The particular feud explored in the story goes beyond just access to Tanis and is being fought between two believers, DePalma and Melanie During, over who had the idea and did the necessary research to discover the season of the asteroid impact (spring, they both think). It’s fascinating, but the science isn’t really what makes the story good. First, the sources on all sides—even the ones whose motivations and overall trustworthiness remain murky—all appear to have been totally emotionally transparent with reporter Kerry Howley, and it’s an incredible feat of character building within a story of having, and being, a professional nemesis. Second, there’s the hilarious and surprising portrait of paleontology as, in the immortal words of one of its denizens, “a snake pit of personality disorders.”

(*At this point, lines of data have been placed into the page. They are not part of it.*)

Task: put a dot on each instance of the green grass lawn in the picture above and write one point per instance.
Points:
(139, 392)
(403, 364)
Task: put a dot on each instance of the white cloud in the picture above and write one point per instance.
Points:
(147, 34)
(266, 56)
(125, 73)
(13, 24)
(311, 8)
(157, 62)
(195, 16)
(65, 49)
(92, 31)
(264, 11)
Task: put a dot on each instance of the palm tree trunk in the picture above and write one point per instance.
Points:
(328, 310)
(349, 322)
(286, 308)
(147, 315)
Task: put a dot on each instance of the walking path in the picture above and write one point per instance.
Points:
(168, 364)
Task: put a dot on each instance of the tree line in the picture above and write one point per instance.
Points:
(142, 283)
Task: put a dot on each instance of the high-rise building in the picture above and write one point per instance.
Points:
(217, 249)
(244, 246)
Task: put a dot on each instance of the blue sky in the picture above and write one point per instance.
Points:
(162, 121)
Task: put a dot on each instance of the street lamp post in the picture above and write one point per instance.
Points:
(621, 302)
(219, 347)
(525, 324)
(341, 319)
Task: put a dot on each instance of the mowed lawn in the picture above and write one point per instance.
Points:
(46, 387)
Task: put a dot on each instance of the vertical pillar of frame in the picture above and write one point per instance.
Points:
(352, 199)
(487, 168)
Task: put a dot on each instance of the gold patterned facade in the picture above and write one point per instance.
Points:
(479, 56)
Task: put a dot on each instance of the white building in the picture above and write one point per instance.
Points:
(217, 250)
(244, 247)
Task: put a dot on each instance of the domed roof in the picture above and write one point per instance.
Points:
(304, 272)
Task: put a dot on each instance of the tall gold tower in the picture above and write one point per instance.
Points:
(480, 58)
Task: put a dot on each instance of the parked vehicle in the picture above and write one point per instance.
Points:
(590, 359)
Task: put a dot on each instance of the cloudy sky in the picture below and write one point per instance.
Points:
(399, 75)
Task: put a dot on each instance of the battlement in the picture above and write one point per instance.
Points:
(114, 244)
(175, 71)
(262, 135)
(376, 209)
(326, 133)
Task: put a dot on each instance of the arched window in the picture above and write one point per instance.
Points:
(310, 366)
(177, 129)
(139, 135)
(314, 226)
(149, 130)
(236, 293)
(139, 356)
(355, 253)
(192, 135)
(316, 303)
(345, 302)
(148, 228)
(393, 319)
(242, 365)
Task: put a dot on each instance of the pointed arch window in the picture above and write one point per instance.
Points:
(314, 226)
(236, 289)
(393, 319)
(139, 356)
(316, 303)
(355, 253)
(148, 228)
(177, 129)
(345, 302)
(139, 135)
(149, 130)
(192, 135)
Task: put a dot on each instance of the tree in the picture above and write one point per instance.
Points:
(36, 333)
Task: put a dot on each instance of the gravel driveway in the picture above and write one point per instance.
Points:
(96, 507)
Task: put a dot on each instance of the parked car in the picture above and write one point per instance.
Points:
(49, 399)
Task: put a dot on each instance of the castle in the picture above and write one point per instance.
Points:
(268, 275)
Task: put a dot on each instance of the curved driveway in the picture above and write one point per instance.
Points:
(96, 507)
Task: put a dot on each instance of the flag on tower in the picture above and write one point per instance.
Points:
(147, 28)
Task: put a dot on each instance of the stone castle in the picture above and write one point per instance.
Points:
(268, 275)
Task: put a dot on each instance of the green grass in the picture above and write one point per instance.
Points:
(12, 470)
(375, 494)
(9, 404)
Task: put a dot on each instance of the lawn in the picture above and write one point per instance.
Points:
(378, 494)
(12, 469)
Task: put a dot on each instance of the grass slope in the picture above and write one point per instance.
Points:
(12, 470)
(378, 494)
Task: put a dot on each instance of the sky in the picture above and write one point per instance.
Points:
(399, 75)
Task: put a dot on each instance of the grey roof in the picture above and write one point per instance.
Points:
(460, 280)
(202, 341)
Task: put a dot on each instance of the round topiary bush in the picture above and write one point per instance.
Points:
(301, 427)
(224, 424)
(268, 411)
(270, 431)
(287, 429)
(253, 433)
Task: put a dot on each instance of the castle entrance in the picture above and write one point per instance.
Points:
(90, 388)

A lot of relatively small scientific fields are like this; spending decades arguing with the only five to ten people in the world who understand your work, but also inevitably think it’s fundamentally flawed, will eventually turn anyone into a paranoid narcissist. Usually that’s the stuff that stays in a reporter’s notes, the unfortunate reality you have to work around to get to the story you want to tell. Here, it is the story, and it’s delightful. My favorite anecdote, from when geologist Water Alvarez, among others, was searching for asteroid impact crater, the final evidence he needed to prove his extinction hypothesis:
In fact, the crater had already been found, in the Yucatán, by a gregarious, eccentric oil-seeking PEMEX geophysicist named Glen Penfield. Penfield noted anomalies in a magnetic field, charted it with paper and a pencil, found a circle the size of Connecticut, and surmised, before anyone else, that he had found the crater in question. He called Walter Alvarez, left a message, and got no response. (“A mediocre geologist,” Penfield calls him now.) He tried telling NASA and was rebuffed. He had been trying to share the news about it for a decade, but the attitude, according to Penfield, was “This kid doesn’t even have a doctorate” and it’s “not worth talking to some oil guy.” He spent a considerable amount of time, he told me, depressed that no one would hear him, not even a mediocre geologist whose reputation hinged on this very information. He named the crater Chicxulub specifically “to give the academics and NASA naysayers a challenging time pronouncing it after a decade of their dismissals.” Yucatán Crater would have been too easy for them.